In quel contesto l’orda ustascia distrusse 292 chiese ortodosse, i cui beni vennero incamerati dalla Chiesa cattolica. Centinaia i religiosi ortodossi uccisi insieme ai cinque vescovi di questa chiesa. Ogni esecuzione un atto di efferata crudeltà. Valga per tutte la descrizione della fine di uno di questi: monsignor Dobrosavljevic, vescovo di Ototac, fu catturato con il figlio. Furono condotti vicino ad un pozzo e il ragazzo fu fatto a pezzi, a colpi di accetta, davanti agli occhi del padre, costretto a guardare. Furono quindi strappati al vescovo i capelli e la barba e, cavatigli gli occhi, venne finito a colpi di scure. Tutto ciò sotto gli occhi di Stepinac, intento a flirtare con il macabro governo ustascia.
Nel corso delle mie ricerche, sui luoghi dei delitti, tutti i testimoni da me intervistati sono stati concordi nel descrivermi le bande degli sterminatori con sempre al comando preti e frati francescani. Di questi indegni uomini di chiesa ho un elenco di 138 nomi nonché molte fotografie, in uno delle quale uno di essi regge per i capelli la testa tagliata ad un serbo. Bande di sacerdoti e vescovi criminali, aiutati dal Vaticano, nel dopoguerra, a fuggire all’estero. Tra questi Ante Pavelic, il capo di tutti questi mostri.

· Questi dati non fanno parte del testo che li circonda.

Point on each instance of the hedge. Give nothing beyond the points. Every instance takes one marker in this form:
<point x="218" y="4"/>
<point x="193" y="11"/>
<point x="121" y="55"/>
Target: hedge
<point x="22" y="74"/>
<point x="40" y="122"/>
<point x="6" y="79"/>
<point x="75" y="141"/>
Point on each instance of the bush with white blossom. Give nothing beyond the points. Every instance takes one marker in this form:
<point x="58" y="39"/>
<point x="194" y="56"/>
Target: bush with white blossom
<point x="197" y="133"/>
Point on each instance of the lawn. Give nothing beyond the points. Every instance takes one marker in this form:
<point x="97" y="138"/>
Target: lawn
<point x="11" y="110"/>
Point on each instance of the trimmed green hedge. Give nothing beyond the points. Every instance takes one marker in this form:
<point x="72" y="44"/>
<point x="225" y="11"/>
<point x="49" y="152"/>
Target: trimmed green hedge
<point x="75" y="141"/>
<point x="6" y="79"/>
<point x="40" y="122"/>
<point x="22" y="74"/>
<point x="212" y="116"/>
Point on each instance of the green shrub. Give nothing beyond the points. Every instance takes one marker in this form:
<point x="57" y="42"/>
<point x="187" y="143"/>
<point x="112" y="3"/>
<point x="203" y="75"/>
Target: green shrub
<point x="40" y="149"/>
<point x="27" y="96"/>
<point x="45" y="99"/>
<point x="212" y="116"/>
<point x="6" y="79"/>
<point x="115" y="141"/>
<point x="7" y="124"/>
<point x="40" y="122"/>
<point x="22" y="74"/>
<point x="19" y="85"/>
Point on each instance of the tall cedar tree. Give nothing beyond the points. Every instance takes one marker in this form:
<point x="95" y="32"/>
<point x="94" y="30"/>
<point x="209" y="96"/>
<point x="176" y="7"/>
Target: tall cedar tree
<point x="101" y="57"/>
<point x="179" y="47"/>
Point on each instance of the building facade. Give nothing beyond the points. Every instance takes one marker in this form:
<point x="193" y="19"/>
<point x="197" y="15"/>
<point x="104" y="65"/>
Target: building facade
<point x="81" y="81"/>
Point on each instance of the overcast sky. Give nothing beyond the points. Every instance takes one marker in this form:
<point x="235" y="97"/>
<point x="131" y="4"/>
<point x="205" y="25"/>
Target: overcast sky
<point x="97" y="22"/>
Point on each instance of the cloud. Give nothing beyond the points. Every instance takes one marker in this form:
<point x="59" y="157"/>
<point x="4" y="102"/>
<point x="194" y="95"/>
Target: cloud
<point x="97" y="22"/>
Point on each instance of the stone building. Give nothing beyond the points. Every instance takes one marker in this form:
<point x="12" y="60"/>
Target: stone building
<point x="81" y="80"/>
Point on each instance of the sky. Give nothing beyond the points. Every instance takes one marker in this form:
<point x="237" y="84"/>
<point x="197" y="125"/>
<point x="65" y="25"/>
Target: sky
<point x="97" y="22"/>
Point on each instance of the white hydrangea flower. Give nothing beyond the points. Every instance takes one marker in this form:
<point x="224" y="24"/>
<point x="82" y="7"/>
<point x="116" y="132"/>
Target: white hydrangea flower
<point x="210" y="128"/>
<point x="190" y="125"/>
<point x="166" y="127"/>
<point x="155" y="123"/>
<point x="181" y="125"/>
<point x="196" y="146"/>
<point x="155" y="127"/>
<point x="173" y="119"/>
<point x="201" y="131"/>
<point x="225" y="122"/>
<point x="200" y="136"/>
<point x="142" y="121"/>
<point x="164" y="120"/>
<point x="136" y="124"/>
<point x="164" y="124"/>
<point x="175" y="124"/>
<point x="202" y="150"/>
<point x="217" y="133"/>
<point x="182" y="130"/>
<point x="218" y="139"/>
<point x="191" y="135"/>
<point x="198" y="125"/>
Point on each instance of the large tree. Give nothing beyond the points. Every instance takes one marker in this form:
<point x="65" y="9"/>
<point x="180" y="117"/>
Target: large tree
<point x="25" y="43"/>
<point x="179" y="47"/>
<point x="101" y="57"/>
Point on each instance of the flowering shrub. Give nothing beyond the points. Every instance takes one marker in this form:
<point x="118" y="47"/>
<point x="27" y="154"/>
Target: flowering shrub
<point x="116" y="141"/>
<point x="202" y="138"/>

Sono stato a Jasenovac dove 600mila veri martiri, uomini, donne e bambini, furono sterminati.
Camminando in quel campo dell’orrore, con le lacrime agli occhi, mentre mi tornavano in mente nomi di infelici già destinati all’oblio, ho pensato immodestamente di avere contribuito a far sì che il loro sacrificio non venisse dimenticato.
La distanza fra Banja Luka e Jasenovac è breve. Wojtyla, il Santo Padre di una Chiesa che molto spesso ha disatteso i dettami di Cristo, avrebbe fatto bene a percorrerla.